A health board has been reprimanded after an unauthorised person gained access to a hospital ward, helped treat a patient, and made off with sensitive medical documents.

The Information Commissioner's Office (ICO) said police have been unable to identify the person responsible or recover the lost data as the investigation had been hindered due to the CCTV "accidentally" being switched off.

The incident happened at St Andrews Community Hospital in February 2023.

NHS Fife said the individual was able to gain access after "purporting to be a member of agency nursing staff" but left shortly after being challenged by another worker.

The ICO said the person assisted with administering care to a patient and was handed a document that contained the personal information of 14 people.

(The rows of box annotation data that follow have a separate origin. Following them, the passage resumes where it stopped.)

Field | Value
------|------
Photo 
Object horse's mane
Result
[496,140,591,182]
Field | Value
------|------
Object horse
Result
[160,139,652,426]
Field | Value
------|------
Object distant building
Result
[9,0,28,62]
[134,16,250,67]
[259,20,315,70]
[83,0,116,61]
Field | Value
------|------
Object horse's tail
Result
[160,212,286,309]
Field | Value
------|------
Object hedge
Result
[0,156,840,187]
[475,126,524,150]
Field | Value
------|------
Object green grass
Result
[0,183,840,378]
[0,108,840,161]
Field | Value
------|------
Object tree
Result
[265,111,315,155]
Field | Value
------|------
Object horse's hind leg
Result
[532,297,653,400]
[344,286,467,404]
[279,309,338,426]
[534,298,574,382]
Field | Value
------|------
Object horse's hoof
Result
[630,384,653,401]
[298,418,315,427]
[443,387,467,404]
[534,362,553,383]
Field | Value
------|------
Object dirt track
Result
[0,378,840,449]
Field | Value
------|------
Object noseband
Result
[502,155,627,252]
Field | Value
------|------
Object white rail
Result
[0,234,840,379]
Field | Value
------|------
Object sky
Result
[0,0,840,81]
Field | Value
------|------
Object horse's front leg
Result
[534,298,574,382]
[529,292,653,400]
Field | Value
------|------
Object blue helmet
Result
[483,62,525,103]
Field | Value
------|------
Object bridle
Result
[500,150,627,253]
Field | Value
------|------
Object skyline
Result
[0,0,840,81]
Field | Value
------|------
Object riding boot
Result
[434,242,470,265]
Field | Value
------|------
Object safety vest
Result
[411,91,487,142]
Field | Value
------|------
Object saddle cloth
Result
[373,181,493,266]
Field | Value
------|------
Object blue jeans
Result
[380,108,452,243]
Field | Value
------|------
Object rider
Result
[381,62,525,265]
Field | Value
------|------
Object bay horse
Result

The ICO said the person was able to access the ward "due to a lack of identification checks and formal processes".

The data protection watchdog confirmed the hospital had CCTV, but the wall socket it was connected to was "accidentally turned off" by a staff member prior to the incident.

The ICO has now reprimanded NHS Fife for its security failings that led to the loss of the personal medical data.

Natasha Longson, ICO head of investigations, said: "Patient data is highly sensitive information that must be handled with the appropriate security.

"When accessing healthcare and other vital services, people need to trust that their data is secure and only available to authorised individuals.

"Every healthcare organisation should look at this case as a lesson learned and consider their own policies when it comes to security checks and authorised access."

Read more from Sky News:
Police investigation launched into former NHS neurologist

Wilko boss explains chain's collapse

Following the incident, NHS Fife introduced new measures such as a system for documents containing patient data to be signed in and out, as well as updated identification processes.

The ICO provided recommendations - including improving the overall training rate - and has asked the health board to provide an update of actions taken within six months of the reprimand being issued.

A spokesperson for NHS Fife said: "Earlier this year an individual purporting to be a member of agency nursing staff attended St Andrews Community Hospital.

"The individual was only on a ward for a short period of time and left shortly after being challenged by a member of the nursing team.

"While the person was never alone with any patient, they did have access to a handover document containing information relating to patients on the ward."

NHS Fife and Fife Health and Social Care Partnership, who operate the facility, immediately reported the incident to Police Scotland and referred it to the ICO.

The spokesperson added: "The patients involved and their families were informed of this breach of security.

"We acknowledge the findings of the ICO, and have apologised to those involved.

"A range of additional measures were put in place shortly after the incident to prevent such a matter from occurring again in future.

"We have since carried out a significant adverse event review and a working group has been established to implement the recommendations of both the information commissioner and the findings of our own review across the entirety of NHS Fife."